Before Your AI Assistant Sends That Wire Transfer, Does It Know How Confident It Is?
Apple ML Research says AI agents need a built-in pause button before they take actions that cannot be undone. Here is why that matters for anyone whose bank, app, or workplace now runs on AI.

Key points
- Apple ML Research published a study on uncertainty quantification (UQ) for AI function-calling, warning that overconfident AI agents can cause irreversible harm.
- Large language models are increasingly used to carry out real-world tasks such as transferring money, booking flights, or deleting files on a user's behalf.
- The research argues that measuring an AI model's own confidence before it acts could prevent costly, hard-to-reverse mistakes.
- Current function-calling systems often execute actions without any internal check on whether the AI is actually sure it is doing the right thing.
Imagine asking a voice assistant to pay your electricity bill. It hears your instruction, decides which bank account to use, picks an amount, and sends the payment. Done. Except: what if it misread your instruction? What if it sent ten times the amount? The money is gone.
This is the problem that researchers at Apple ML Research set out to tackle. Their work focuses on what happens when a large language model, the technology behind chatbots like ChatGPT and Claude, is given the ability to call functions, meaning it can reach out and actually do things in the world rather than just answer questions in a chat window.
Function-calling is already everywhere. When an AI books a restaurant, queries a database, or fires off an email on your behalf, it is using this capability. The convenience is real. So is the risk.
The researchers point out a gap that most users would never think to ask about: does the AI know how confident it is before it acts? Right now, most systems do not check. The model makes a decision and the action runs, regardless of whether the AI was 95 percent certain or barely guessing.

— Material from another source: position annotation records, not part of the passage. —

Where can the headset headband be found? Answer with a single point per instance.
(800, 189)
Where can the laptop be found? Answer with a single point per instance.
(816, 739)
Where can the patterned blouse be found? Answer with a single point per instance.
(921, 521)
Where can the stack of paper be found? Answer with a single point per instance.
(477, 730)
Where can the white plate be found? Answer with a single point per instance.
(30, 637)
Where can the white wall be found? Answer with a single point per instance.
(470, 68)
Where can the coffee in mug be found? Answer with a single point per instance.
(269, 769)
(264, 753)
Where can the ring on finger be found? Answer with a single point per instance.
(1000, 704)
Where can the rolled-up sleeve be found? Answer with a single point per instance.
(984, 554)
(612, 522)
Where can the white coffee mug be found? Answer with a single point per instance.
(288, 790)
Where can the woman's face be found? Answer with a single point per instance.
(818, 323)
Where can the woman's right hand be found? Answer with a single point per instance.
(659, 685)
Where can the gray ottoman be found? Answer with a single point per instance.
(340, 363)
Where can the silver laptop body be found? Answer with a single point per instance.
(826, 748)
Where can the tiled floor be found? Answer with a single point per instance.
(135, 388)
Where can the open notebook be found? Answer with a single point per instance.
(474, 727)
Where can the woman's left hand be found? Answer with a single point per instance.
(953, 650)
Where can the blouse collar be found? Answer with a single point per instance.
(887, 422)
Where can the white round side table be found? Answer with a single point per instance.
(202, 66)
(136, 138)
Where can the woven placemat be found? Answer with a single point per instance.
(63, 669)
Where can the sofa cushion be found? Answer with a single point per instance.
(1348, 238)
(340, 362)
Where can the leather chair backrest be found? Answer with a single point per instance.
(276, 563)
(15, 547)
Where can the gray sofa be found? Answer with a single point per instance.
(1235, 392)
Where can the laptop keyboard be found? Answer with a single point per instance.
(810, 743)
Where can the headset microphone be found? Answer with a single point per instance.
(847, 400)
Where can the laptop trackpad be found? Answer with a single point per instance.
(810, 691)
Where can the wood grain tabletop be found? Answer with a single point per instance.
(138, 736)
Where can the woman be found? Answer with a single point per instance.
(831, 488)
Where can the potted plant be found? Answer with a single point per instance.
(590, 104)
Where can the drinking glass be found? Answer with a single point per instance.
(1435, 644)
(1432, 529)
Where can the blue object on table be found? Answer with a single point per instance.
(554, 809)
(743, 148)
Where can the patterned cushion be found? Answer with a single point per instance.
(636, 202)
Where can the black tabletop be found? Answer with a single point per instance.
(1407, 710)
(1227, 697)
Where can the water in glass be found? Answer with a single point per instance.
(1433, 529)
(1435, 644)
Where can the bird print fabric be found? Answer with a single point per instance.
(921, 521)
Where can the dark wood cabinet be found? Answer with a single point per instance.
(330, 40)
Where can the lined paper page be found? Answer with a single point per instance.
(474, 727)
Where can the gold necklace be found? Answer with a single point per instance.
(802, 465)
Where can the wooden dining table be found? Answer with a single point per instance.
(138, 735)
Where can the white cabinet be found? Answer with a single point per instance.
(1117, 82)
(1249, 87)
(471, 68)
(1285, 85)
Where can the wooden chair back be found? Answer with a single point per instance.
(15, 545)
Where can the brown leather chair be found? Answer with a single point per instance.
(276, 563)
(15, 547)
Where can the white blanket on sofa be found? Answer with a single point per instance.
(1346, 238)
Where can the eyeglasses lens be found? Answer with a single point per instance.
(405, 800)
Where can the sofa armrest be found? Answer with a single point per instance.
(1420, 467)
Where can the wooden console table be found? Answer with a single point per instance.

Uncertainty quantification, or UQ, is the technical term for measuring that confidence level. Think of it like a surgeon's checklist: before you cut, you confirm you have the right patient, the right procedure, the right site. The idea here is to give AI agents a similar pause, a built-in moment where the system asks itself whether it is truly sure enough to proceed.
This matters most for irreversible actions. Deleting a file, sending a payment, cancelling a subscription: these are the moves where a wrong call is expensive or impossible to undo. A confident, wrong AI agent is a much bigger problem than a hesitant one that asks for confirmation.
Apple ML Research argues that UQ methods should be built into the function-calling pipeline itself, not bolted on afterward.
Should ordinary users be worried right now?
Not immediately, but you should pay attention to which tasks you hand to AI agents. The risk grows as AI tools gain more access to your accounts, files, and services. A few practical things to watch for:
- If an app offers AI automation for financial actions, check whether it asks you to confirm before completing a transaction.
- Be cautious about granting AI tools broad permissions. Narrow access, limited to the one task you need, reduces the blast radius of any mistake.
- If an AI assistant acts in a way that surprises you, report it through the app's feedback channel. These reports genuinely help researchers find failure cases.
The researchers are not saying AI agents are too dangerous to use. They are saying the tools need a confidence check before they act. That is a reasonable thing to ask for.